• stoacı seneca, naturales quaestiones 1.13'te "quid est deus?" (tanrı nedir?) diye sorar ve cevabı yine kendi verir: "mens universi" yani "evrenin zihni" (zeitgeist'la karıştırılmamalı).

    açımlama aynı yerde devam eder: "quid est deus? quod uides totum, et quod non uides totum. sic demum magnitudo sua illi redditur, qua nihil maius excogitari potest, sic solus est omnia, opus suum et extra et intra tenet."

    "tanrı nedir? görebildiğin her şey, göremediğin her şey. onun haşmeti insan aklının sınırlarını aşar; ondan daha büyük hiçbir şey düşünülemez; böylece o yapıp ettiği her şeyin hem içinde hem de dışındadır."

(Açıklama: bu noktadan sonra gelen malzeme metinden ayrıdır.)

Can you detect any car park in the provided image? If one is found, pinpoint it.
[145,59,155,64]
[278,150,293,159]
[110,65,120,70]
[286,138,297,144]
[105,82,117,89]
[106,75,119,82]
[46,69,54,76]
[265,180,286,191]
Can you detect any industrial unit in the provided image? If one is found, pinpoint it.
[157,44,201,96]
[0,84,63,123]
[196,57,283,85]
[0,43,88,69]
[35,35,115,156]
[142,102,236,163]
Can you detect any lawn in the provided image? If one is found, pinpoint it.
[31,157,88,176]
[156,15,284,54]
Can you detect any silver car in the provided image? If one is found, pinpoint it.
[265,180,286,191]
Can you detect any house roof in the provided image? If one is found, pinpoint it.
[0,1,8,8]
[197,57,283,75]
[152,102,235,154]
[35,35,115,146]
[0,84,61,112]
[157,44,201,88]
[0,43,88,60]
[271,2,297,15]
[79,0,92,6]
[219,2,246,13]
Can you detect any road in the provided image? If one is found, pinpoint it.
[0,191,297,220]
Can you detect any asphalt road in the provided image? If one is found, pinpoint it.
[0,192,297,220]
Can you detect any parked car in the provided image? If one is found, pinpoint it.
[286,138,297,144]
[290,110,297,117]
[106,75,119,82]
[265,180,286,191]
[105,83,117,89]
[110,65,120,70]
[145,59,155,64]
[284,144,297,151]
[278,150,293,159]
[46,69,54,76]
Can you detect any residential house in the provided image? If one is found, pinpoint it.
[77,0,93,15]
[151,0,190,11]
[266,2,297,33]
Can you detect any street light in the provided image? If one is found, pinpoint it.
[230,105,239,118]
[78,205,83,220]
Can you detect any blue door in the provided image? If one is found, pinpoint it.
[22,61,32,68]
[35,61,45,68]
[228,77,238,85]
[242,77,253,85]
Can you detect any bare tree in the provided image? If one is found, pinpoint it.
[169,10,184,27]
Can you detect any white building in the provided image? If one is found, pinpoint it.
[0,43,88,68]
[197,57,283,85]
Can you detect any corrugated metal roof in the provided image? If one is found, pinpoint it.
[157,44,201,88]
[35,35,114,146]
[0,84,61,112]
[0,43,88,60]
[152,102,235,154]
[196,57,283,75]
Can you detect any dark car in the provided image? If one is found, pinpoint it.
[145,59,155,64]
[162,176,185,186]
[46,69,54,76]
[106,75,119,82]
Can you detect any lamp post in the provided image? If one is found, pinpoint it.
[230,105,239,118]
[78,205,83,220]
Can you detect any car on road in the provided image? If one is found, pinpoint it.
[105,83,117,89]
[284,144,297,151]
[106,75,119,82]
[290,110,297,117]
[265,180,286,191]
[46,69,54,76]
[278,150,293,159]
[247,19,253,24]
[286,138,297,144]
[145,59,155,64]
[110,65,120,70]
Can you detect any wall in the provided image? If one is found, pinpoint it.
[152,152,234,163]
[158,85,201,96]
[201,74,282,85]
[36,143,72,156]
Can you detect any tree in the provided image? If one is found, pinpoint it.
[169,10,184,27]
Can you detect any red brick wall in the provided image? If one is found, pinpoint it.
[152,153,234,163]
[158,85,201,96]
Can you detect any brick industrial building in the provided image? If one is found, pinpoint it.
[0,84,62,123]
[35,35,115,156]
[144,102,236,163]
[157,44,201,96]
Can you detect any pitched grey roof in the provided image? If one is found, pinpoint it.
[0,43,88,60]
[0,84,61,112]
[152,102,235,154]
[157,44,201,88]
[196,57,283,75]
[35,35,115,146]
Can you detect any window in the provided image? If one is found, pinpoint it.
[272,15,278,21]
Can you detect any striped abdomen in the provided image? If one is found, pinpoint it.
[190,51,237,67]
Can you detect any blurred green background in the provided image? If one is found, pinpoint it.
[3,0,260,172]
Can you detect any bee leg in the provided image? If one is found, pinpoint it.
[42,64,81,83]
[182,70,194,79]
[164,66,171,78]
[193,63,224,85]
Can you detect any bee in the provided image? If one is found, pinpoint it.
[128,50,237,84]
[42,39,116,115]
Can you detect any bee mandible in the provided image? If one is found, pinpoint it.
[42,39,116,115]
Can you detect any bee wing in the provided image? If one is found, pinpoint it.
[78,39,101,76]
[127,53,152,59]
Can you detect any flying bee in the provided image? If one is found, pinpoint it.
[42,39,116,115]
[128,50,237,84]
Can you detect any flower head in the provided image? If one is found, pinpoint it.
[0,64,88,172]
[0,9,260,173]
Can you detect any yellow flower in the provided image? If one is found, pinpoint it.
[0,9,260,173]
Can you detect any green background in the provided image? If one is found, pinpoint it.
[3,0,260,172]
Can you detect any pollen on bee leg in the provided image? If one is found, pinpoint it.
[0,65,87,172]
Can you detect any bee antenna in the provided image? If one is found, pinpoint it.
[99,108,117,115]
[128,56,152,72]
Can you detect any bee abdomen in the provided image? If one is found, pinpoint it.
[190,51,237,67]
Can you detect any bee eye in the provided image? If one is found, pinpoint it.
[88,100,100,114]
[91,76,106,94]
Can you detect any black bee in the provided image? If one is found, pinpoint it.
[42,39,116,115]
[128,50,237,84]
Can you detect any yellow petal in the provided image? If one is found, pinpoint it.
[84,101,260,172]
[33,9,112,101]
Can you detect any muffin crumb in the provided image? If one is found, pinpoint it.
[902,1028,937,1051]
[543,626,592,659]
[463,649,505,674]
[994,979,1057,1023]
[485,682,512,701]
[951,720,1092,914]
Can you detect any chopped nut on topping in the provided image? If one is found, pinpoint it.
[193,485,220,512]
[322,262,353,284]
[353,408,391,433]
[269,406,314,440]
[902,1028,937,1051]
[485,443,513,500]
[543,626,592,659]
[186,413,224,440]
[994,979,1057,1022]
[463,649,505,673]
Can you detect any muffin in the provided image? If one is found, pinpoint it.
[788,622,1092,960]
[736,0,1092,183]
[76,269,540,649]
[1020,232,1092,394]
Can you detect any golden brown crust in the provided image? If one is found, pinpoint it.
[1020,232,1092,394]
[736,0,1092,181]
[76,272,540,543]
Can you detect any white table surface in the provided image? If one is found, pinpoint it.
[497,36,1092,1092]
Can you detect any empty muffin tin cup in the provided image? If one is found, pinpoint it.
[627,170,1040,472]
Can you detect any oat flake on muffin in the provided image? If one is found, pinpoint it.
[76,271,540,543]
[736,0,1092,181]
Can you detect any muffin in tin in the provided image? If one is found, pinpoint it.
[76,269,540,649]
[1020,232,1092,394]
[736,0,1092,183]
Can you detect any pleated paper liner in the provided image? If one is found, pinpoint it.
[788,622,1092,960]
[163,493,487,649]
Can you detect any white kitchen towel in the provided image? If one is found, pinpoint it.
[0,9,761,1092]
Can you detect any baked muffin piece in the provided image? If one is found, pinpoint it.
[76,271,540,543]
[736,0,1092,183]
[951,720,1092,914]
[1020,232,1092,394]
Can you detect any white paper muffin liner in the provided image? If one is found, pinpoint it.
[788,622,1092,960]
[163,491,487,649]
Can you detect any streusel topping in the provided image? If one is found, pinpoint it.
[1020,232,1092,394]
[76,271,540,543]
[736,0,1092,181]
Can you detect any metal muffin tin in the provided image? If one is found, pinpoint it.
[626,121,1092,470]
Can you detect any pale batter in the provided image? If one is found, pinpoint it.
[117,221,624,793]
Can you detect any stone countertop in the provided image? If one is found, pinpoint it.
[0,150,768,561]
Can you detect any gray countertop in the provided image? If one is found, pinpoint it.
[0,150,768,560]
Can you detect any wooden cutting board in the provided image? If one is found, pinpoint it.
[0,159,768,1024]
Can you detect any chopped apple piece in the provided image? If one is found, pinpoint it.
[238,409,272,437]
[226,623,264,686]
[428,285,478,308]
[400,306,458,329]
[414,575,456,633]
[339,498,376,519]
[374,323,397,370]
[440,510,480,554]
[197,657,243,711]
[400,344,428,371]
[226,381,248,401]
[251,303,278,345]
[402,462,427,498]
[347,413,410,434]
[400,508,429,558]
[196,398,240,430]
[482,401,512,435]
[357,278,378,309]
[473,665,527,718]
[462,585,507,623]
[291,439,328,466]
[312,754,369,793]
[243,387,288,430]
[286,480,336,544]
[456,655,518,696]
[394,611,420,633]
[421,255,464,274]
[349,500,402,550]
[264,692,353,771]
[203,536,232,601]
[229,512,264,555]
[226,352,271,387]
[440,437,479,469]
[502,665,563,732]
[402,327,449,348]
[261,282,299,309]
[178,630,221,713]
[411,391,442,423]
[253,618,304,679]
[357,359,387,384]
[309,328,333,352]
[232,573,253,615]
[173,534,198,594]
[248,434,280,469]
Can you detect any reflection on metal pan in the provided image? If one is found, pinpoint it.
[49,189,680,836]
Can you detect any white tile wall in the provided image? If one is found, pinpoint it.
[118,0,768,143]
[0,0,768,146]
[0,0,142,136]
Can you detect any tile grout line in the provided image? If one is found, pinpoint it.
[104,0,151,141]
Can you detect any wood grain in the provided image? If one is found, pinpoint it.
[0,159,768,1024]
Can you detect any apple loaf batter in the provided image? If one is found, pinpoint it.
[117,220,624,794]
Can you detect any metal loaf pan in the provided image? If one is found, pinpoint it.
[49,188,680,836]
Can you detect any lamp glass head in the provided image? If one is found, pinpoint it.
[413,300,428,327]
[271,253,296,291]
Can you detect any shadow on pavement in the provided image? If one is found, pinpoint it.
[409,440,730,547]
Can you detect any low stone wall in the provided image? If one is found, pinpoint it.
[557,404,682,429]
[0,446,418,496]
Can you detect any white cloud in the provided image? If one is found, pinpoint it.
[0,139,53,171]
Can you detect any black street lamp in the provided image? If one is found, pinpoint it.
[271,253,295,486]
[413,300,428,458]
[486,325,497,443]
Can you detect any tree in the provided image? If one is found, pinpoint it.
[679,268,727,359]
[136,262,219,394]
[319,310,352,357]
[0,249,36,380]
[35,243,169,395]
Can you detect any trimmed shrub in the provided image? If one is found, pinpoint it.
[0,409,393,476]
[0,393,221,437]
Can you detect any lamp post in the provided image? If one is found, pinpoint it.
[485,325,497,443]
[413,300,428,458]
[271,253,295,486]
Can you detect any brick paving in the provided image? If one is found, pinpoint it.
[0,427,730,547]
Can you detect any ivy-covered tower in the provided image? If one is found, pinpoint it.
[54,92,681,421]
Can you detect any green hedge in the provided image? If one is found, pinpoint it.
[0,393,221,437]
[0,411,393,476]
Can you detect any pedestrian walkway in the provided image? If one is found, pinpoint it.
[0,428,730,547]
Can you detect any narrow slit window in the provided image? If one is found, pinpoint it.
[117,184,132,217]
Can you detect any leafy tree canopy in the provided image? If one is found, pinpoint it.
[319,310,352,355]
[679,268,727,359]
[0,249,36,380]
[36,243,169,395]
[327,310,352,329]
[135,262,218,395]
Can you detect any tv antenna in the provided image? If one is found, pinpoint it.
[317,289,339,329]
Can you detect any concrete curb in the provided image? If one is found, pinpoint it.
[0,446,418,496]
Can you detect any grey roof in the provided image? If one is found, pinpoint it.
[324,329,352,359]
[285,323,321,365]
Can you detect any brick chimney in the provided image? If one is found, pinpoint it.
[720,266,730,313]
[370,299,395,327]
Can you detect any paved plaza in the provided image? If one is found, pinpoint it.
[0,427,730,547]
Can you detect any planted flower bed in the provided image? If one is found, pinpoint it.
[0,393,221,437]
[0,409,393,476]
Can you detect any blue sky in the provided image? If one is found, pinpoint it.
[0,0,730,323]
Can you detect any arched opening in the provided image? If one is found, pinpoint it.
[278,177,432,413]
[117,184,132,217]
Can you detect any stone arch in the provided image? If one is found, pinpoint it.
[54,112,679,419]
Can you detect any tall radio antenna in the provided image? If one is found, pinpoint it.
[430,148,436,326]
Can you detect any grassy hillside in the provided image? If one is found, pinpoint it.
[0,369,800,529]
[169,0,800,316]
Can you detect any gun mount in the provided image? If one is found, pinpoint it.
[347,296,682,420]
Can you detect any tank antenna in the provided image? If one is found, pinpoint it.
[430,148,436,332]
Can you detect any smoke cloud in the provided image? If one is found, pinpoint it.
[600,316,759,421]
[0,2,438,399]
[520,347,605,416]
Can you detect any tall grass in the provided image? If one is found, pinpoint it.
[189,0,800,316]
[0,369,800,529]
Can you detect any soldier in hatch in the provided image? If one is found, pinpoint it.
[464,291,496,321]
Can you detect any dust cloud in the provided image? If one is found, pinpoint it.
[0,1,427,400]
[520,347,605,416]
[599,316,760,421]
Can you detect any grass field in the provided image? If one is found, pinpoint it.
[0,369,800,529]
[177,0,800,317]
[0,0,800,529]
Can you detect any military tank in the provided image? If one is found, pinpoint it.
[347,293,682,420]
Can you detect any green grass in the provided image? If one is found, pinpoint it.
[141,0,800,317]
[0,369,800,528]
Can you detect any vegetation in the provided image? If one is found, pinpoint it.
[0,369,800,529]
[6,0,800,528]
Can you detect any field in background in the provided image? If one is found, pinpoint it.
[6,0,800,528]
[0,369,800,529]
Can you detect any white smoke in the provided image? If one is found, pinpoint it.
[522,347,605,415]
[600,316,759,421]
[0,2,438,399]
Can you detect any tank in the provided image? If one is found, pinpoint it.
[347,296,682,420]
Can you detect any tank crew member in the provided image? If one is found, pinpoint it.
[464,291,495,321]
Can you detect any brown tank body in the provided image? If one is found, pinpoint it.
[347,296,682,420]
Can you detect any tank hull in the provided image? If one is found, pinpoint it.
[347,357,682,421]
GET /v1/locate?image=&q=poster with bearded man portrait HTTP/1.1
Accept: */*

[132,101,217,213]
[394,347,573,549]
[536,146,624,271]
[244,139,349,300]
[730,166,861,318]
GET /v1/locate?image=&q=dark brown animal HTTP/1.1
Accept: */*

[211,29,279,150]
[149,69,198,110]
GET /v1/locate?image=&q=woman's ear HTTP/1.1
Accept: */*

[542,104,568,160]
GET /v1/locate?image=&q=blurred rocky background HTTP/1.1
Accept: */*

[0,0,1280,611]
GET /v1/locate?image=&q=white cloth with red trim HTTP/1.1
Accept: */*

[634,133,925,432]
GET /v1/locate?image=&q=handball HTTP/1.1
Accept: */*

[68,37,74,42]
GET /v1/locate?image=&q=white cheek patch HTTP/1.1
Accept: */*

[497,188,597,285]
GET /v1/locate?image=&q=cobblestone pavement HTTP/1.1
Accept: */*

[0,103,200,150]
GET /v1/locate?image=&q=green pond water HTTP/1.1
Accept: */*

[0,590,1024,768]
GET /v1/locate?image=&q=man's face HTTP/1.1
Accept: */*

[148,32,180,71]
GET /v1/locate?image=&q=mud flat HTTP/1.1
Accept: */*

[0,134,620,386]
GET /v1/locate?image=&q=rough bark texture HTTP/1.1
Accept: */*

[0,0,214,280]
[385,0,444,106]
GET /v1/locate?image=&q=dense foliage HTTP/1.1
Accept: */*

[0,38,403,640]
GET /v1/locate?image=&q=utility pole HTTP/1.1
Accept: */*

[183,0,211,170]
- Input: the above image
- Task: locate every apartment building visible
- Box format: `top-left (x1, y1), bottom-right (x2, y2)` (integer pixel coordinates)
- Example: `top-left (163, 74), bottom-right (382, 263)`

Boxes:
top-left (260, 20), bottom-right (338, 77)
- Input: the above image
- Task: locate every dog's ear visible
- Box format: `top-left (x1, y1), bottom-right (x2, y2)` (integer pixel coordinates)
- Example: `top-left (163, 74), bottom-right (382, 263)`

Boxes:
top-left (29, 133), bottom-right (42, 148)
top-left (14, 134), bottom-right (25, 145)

    böylece mens universi yani "evrenin zihni" olan tanrı, doğanın kendisine dönüşmüş olur. doğada bizi çevreleyen ne varsa ya da ne yoksa (natura ipsa), her şey bir bütünlük içinde tanrı'yı verir. şimdi bunu tanrı varsa niye bu kadar acı var söylemine yamayın; söylemi çözün.
  • "sonsuz karanlıktan sonra birdenbire günışığını görürsek, gökyüzü hakkında ne düşünürdük? ancak her gün göre göre kazanılan göz alışkanlığından dolayı ne her gün gördüklerimize şaşırırız ne de onların nedenlerini sorarız, çünkü olayların öneminden çok yeniliği bizi onların nedenlerini araştırmaya zorlar. gökyüzünün bu denli düzenli hareketlerini, yıldızların bu denli belirli düzenlerini ve her şeyin kendi arasında bağlantılı ve uyumlu olduğunu gördüğü halde bunlarda herhangi bir mantığın bulunduğunu inkar edecek ve bunların rastlantıyla olduğunu söyleyecek biri var mıdır? tüm bunlar öyle bir güçle yönetilir ki bu güce hiçbir biçimde erişemeyiz."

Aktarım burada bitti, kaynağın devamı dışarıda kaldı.